17.
Vous me rappelez ensuite ce que j'ai écrit dans ma réponse à Porphyre sur l'Époque de l'avènement de la religion chrétienne. Dans cette lettre, je ne me proposais aucunement de me livrer sur la grâce à une discussion longue et approfondie, et pourtant ce que j'en ai dit était suffisant pour la circonstance et pouvait très-facilement être développé par d'autres passages de nos écrits. an me demandait : « Pourquoi Jésus-Christ a-t-il tardé si longtemps à venir sur la terre ? » Répondant à cette question, je disais entre autres choses : « On n'objecte point contre le Christ que sa doctrine ne soit point suivie de tout le monde; on sent bien que la même objection pourrait s'adresser aux philosophes et aux dieux; mais que répondront nos païens, si, sans préjudice des raisons cachées peut-être dans les profondeurs de la sagesse et de la science divine, et d'autres causes que les sages peuvent rechercher, nous disons, pour abréger cette discussion, a que le Christ a voulu se montrer au milieu des hommes et leur prêcher sa doctrine dans le temps et dans les lieux où il savait que devaient être ceux qui croiraient en lui?
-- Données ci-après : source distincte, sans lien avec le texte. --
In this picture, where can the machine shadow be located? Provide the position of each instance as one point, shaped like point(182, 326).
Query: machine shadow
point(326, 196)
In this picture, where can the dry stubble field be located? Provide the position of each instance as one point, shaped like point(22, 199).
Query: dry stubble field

Car il prévoyait que, dans les temps et les lieux où son Evangile n'a pas été prêché, les hommes auraient reçu cette prédication comme l'ont fait beaucoup de ceux qui, l'ayant vu lui-même pendant qu'il était sur la terre, n'ont pas voulu croire en sa mission, même après des morts ressuscités par lui : comme le font aussi de notre temps beaucoup d'hommes qui, malgré l'évident accomplissement des prophéties, persistent dans leur incrédulité, et aiment mieux résister par des finesses humaines que de céder à l'autorité divine après des témoignages si clairs, si manifestes, si sublimes. Tant que l'esprit de l'homme est petit et faible, il doit s'incliner devant la divine vérité. Si donc le Christ n'a vu qu'une grande infidélité dans les premiers temps a de l'univers, quoi d'étonnant qu'il n'ait voulu ni se montrer ni parler à des hommes qu'il savait devoir ne croire ni à ses discours ni à ses miracles? Il est permis de penser que, à ces premières époques, tous les hommes eussent été tels, à en juger par le nombre étonnant d'incrédules que la vérité a rencontrés depuis l'avènement du Christ jusqu'à nos jours.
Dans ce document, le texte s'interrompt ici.